3. Pop and Common Sense
In 2006 and 2009, Pop made glaring mistakes in the playoffs against the Mavs. Too much small ball doomed the Spurs in 2006; Pop overreacted to the mismatches and had the Spurs playing a then uncharted brand of basketball. Last postseason, Pop inexplicably buried Hill on the bench to begin the series. Additionally, Pop's rotations neglected the defensive end of the court until it was too late.
The teams are too evenly matched for Pop to author another blunder and the Spurs come out on top. Rather than trying to be the hero, Pop needs to rely on common sense. Don't try to fit a square peg (a struggling player) into a round hole (playing time). Don't overreact to matchups that don't favor the Spurs (See: Nowitzki, Dirk). Don't be afraid to play those who have performed well all season (See: Blair, DeJuan). In other words, don't out-think things.
The one overriding aspect that has tipped the balance of power in Dallas' favor in recent years is rebounding. In the 2006 series, the Mavs outrebounded the Spurs in all seven games. The 2009 series saw the Mavs outrebound the Spurs in every game except for one: Game 2, the sole contest the Spurs won.

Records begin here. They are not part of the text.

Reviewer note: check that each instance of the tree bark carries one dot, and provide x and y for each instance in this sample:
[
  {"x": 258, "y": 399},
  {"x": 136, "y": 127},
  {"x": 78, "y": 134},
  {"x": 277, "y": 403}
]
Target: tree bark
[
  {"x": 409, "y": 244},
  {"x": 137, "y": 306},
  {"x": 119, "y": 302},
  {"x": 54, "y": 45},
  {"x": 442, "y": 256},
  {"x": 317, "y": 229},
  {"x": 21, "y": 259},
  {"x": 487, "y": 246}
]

Small ball is the most obvious culprit, though the Mavs having superior rebounders at the swingman positions has also been a leading reason. This year, the Spurs can contend on the glass -- but the coaching staff must resist small ball as much as possible, find minutes for Blair and urge each and every player to gang rebound. (By the way, if Jefferson is searching for an area where he can most help, rebounding is the answer.)
1. Manu Ginobili
Without question the absolute top key for the Spurs in this forthcoming series against the Mavs is the play of Manu Ginobili. Since the All-Star break, the Spurs have been Ginobili's team. If he can be at the top of his game, the Spurs will be a difficult out in the playoffs -- for any team in the league.
Ginobili's importance is magnified against Dallas. First of all, the Mavs have the post-defenders and help-defenders to slow Duncan in the low block. Secondly, Parker is still rounding into form following his hand injury. Last but not least is the fact that the Mavs don't truly have a defender who should have much success against Ginobili. It just so happens that Dallas' biggest weakness defensively plays right into Ginobili's hands. Hopefully he's ready to take advantage and coldly serve the revenge.